I moved to Eugene, Oregon in 1989 to join a cooperative. Burley Design Cooperative made bicycle trailers for children and cargo, as well as rainwear and tandem bicycles. Most U.S. shops carried us. At one point our west Eugene factory supported over 90 families. That was my second foray into the bicycle industry. I was a fresh MBA. My wife and I had just finished two years serving in the Peace Corps overseas. My job at the co-op was to ship ocean containers filled with Burley trailers internationally. That was a wonderful 10-year career.

Before that, I managed bike shops in California. Bicycle Retail; that was my first foray into the bike trade. I did repairs, sold bikes, offered opinions and did the bank deposits. I loved it. Those were the days of Schwinn Continentals, Peugeot UO8’s and Huffy’s.

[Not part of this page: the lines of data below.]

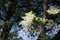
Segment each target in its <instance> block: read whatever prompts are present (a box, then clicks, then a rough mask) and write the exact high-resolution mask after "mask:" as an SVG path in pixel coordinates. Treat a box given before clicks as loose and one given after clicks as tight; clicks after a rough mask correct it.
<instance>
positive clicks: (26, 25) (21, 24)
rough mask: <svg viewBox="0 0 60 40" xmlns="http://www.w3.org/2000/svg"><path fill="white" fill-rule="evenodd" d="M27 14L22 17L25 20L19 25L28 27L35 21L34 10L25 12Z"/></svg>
mask: <svg viewBox="0 0 60 40" xmlns="http://www.w3.org/2000/svg"><path fill="white" fill-rule="evenodd" d="M25 15H26V16H25V17H22V18H23V19H24V20H23V21H22V22H21V23H19V25H22V27H23V28H25V29H28V28H29V27H30V26H31V24H32V23H33V18H34V17H35V15H34V14H33V12H32V11H30V12H28V13H25Z"/></svg>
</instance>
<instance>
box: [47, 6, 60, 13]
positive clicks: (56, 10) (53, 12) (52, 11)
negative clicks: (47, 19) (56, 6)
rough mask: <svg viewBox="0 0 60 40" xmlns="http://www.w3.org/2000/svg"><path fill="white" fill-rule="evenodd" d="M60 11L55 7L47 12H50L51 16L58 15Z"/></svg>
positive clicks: (52, 7) (50, 8) (51, 6)
mask: <svg viewBox="0 0 60 40" xmlns="http://www.w3.org/2000/svg"><path fill="white" fill-rule="evenodd" d="M59 11H60V9H58V8H56V7H54V6H51V7H50V8H49V9H48V10H47V12H48V13H49V14H57V13H59Z"/></svg>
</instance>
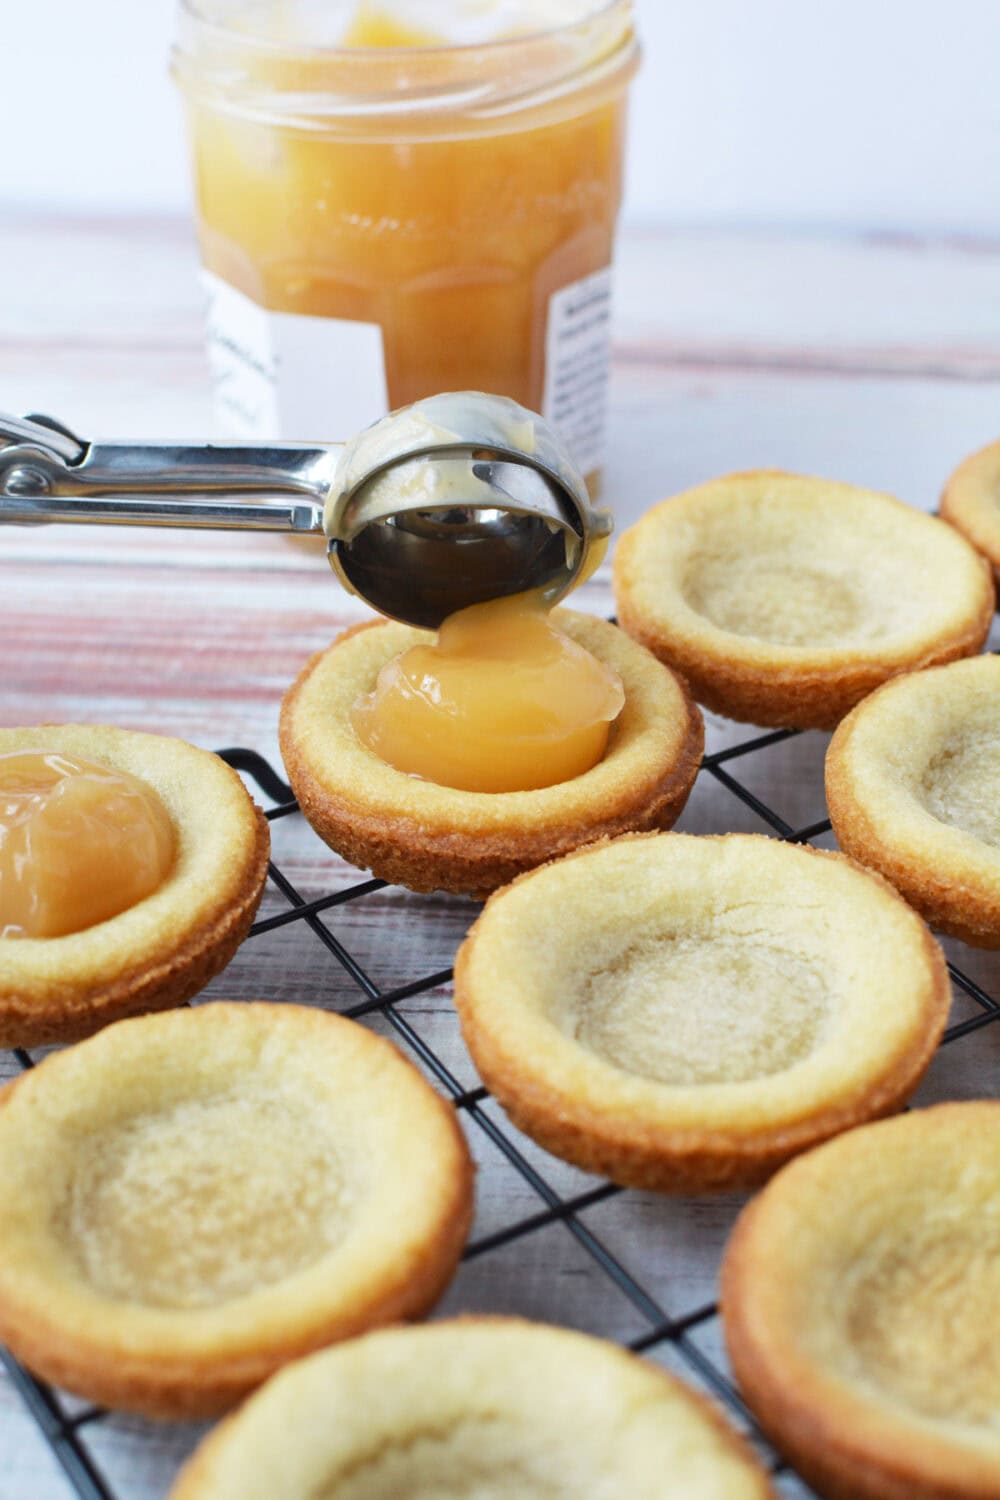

With my third bike industry foray, I have created Mountain Crossing MTB a mountain bike services business. I provide services to people who are new to mountain biking – or want to step up their game. I teach operational skills, body/bike interaction and movement. The State of Oregon and the Willamette National Forest have granted me licenses to guide on trails. I also coach and focus on helping athletes develop a strategy for the racing seasons. After having raced MTB XC, cyclocross, road, and time trials since my 20’s, I’ve done tons of training strategy and race preparation.

I’m looking forward to sharing what I know about this wonderful outdoor sport.